De acordo com informações publicadas nesta sexta-feira (9) pelo Portal G1, as investigações apontaram que os fundos integram uma cadeia de transações estruturadas. O objetivo é inflar artificialmente ativos e permitir que o dinheiro voltasse ao controle do dono do banco Master, Daniel Vorcaro, e de diretores da instituição.
Técnicos do Banco Central apontaram que os fundos teriam sido usados para simular aportes de capital no Banco Master. A ideia era criar a aparência de que o banco tinha recursos suficientes para continuar operando nos últimos meses antes da liquidação. Mas, na prática, os valores estariam lastreados em ativos de baixa liquidez e sobrevalorizados, que valiam muito menos do que o registrado nas operações.
Conforme o exemplo citado por investigadores, um título avaliado em R$ 100 poderia ser negociado internamente por R$ 1.000, aumentando artificialmente o valor do patrimônio envolvido na operação.
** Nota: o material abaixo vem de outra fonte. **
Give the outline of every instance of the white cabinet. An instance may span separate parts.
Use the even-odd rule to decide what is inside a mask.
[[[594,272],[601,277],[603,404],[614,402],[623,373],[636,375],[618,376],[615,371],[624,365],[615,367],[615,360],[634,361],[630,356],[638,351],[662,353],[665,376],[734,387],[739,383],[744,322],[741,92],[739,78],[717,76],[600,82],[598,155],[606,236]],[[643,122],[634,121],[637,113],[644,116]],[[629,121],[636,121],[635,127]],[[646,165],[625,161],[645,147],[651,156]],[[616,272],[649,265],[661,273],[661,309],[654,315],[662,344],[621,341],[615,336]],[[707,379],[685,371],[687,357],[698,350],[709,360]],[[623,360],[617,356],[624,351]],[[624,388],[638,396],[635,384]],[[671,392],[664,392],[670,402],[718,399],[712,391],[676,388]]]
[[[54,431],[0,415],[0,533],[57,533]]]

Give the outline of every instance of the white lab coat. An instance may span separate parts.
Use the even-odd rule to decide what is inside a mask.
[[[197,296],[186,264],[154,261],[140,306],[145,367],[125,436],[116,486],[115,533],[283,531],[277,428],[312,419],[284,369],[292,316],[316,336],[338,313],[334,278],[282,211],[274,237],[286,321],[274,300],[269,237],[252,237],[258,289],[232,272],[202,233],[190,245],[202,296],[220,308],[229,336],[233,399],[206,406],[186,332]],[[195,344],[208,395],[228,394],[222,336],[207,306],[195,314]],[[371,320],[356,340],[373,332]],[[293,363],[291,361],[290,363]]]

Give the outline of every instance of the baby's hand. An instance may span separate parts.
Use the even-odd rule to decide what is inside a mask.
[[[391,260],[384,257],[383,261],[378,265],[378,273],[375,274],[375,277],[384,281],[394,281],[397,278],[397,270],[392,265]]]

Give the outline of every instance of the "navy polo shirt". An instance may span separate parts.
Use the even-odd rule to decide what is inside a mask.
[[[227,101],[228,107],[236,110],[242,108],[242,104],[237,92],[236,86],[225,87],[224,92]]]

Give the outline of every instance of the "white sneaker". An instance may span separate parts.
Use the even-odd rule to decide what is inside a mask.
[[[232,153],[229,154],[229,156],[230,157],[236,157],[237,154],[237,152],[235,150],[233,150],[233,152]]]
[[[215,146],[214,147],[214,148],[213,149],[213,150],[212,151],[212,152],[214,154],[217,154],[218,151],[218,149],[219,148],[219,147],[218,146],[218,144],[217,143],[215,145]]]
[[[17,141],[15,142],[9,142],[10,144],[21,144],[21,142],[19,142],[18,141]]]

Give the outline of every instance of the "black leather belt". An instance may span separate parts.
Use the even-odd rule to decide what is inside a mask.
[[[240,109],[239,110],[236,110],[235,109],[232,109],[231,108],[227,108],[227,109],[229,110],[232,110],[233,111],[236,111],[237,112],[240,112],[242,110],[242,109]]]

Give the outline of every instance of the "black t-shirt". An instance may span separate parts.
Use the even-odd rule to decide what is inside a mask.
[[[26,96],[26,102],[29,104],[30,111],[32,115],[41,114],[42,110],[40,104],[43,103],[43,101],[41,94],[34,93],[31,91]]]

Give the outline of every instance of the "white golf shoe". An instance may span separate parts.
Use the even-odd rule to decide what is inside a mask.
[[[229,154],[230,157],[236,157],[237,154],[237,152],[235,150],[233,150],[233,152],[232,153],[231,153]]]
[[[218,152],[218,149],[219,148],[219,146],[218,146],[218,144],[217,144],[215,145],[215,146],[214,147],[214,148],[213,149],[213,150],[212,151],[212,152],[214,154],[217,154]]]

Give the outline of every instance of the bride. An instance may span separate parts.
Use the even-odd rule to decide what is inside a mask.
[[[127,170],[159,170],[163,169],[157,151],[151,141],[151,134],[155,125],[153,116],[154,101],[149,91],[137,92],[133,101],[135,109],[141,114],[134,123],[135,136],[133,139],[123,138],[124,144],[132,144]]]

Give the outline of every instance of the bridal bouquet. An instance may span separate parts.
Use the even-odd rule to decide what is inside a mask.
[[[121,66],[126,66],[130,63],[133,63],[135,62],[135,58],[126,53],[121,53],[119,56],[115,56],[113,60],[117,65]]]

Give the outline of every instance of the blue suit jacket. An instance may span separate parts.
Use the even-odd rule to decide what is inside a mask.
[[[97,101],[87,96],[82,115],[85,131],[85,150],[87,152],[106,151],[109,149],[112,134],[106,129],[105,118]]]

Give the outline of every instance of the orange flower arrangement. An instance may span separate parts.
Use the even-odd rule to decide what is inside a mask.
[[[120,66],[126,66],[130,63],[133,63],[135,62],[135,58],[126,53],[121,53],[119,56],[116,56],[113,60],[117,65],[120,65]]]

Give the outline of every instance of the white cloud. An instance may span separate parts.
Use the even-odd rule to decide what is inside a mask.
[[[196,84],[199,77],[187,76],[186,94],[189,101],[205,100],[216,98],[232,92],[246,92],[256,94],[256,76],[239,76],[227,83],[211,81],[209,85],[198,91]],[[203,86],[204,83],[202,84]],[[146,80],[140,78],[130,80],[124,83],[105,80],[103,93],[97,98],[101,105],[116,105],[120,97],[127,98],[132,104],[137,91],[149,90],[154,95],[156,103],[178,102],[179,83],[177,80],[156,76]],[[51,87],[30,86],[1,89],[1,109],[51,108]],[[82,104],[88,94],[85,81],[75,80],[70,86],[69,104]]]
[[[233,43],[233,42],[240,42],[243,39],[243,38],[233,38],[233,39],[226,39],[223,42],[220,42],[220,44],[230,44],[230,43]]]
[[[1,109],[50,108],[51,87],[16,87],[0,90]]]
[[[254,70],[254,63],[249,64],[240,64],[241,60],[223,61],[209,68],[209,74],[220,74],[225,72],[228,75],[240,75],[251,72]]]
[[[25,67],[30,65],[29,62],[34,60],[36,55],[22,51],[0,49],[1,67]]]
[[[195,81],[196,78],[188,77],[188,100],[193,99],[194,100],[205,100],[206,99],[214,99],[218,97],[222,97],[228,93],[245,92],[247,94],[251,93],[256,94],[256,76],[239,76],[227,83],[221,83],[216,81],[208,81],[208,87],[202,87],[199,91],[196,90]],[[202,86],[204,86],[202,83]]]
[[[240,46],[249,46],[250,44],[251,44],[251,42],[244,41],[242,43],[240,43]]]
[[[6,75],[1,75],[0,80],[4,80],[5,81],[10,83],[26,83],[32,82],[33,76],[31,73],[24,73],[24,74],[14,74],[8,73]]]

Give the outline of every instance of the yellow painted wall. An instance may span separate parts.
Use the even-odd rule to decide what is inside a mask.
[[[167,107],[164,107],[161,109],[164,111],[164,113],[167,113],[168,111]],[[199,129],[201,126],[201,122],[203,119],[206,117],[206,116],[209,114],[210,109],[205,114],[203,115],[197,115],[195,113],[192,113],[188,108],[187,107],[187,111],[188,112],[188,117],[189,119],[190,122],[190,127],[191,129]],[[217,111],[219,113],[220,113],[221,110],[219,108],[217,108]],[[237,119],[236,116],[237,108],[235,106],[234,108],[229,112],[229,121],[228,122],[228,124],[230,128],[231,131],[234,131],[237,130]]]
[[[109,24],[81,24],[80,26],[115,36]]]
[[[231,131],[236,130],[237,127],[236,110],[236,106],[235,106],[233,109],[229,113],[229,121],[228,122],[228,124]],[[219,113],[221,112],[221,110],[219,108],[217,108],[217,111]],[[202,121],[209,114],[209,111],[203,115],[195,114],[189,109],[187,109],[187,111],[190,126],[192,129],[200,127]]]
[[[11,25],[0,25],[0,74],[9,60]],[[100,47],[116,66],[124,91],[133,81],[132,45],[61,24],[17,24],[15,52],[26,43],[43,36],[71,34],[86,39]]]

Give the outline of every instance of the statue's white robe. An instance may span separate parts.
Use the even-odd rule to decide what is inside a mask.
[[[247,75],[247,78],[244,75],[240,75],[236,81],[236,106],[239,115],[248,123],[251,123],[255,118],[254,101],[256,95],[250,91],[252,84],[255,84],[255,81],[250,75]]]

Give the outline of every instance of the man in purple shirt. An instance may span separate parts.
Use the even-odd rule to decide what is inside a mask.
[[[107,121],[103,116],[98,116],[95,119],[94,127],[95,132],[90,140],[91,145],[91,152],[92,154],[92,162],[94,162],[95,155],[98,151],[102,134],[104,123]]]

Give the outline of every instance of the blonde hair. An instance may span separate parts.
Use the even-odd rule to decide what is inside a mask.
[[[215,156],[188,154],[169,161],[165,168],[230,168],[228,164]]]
O BC afirmou que as operações suspeitas envolvem fundos administrados pela Reag DTVM, empresa do setor financeiro que foi alvo da Operação Carbono Oculto, deflagrada para investigar lavagem de dinheiro ligada à máfia dos combustíveis e ao Primeiro Comando da Capital (PCC).
Em 18 de novembro, o Banco Central decretou a liquidação extrajudicial do Banco Master S/A, do Banco Master de Investimento S/A. Os motivos foram as fraudes financeiras apontadas na Operação Compliance Zero e também após o próprio BC rejeitar a proposta de venda ao Banco de Brasília (BRB).